Schneider researches quorum-sensing molecules—the way in which bacteria communicate by producing small molecules in their local environment—specifically Pseudomonas aeruginosa, a Gram-negative problematic human pathogen. This pathogen (Conn does not have it in its labs) is particularly problematic in immunocompromised people, patients with cancer, severe burns or AIDS. The pathogen is extremely dangerous for patients with cystic fibrosis.
“I was motivated in part to study this organism because it colonizes lungs of cystic fibrosis patients, and I have family friends whose son died of cystic fibrosis,” Schneider says.
“[The pathogen is] difficult to get rid of, but doesn’t necessarily impact the general population. But in a hospital setting this can be termed a superbug.”
Antibiotics are an effective way to kill bacteria. But this usage also promotes the selective pressure on the bacterial community to evolve into what are called superbugs. Antibiotic resistance, of course, arises from overprescription and incorrect usage and from an abundance of antibiotics creeping into our food supply.
Superbugs, Schneider says, develop because bacteria grow and divide so quickly. Eventually, if one colony of bacteria isn’t killed by an antibiotic that colony will grow, divide and survive, forming a resistance to antibiotics.
During this process, bacteria stave off death by adapting. To inhibit antibiotic resistance, scientists are working toward pharmaceuticals that wound—rather than kill—bacteria, leaving the body’s own immune system to fight off the wounded bug. Not faced with obliviation, bacteria will not be threatened to the point where they must fight to survive. Part of Schneider’s research is to track ways to inhibit growth of bacteria rather than kill them.

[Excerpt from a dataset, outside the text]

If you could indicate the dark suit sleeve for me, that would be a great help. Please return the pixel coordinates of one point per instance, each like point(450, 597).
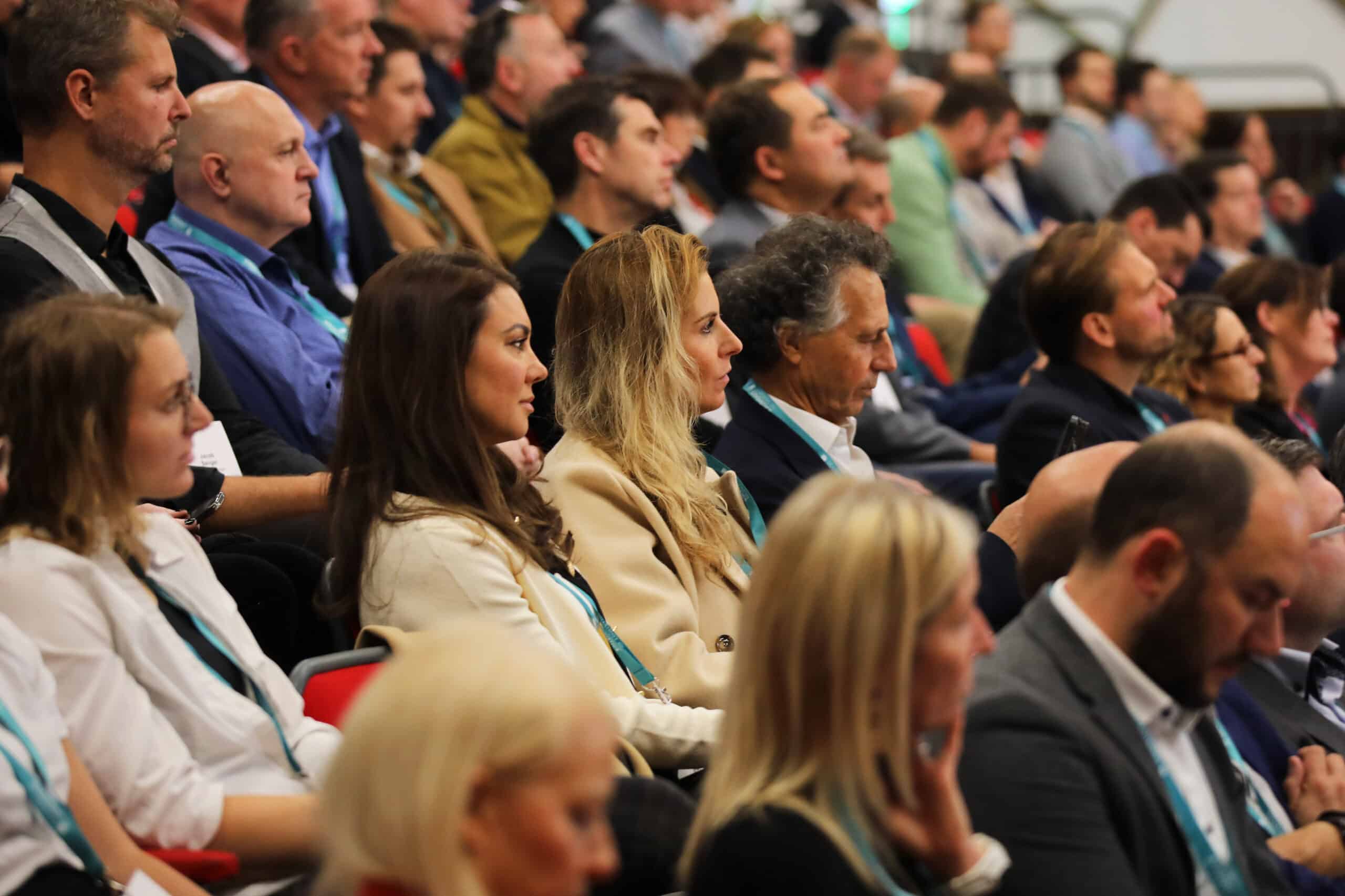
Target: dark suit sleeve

“As a bacterial colony grows and produces more signaling molecules, other neighboring bacteria detect their presence. The goal is to increase understanding of bacterial enzymes that enable the production of the signaling molecules in order to inhibit their activity,” Schneider says.
“We’re interested in what we might call bacteriostatic, something that slows down or minimizes bacterias’ ability to grow, rather than bacteriocidal, which is killing them.”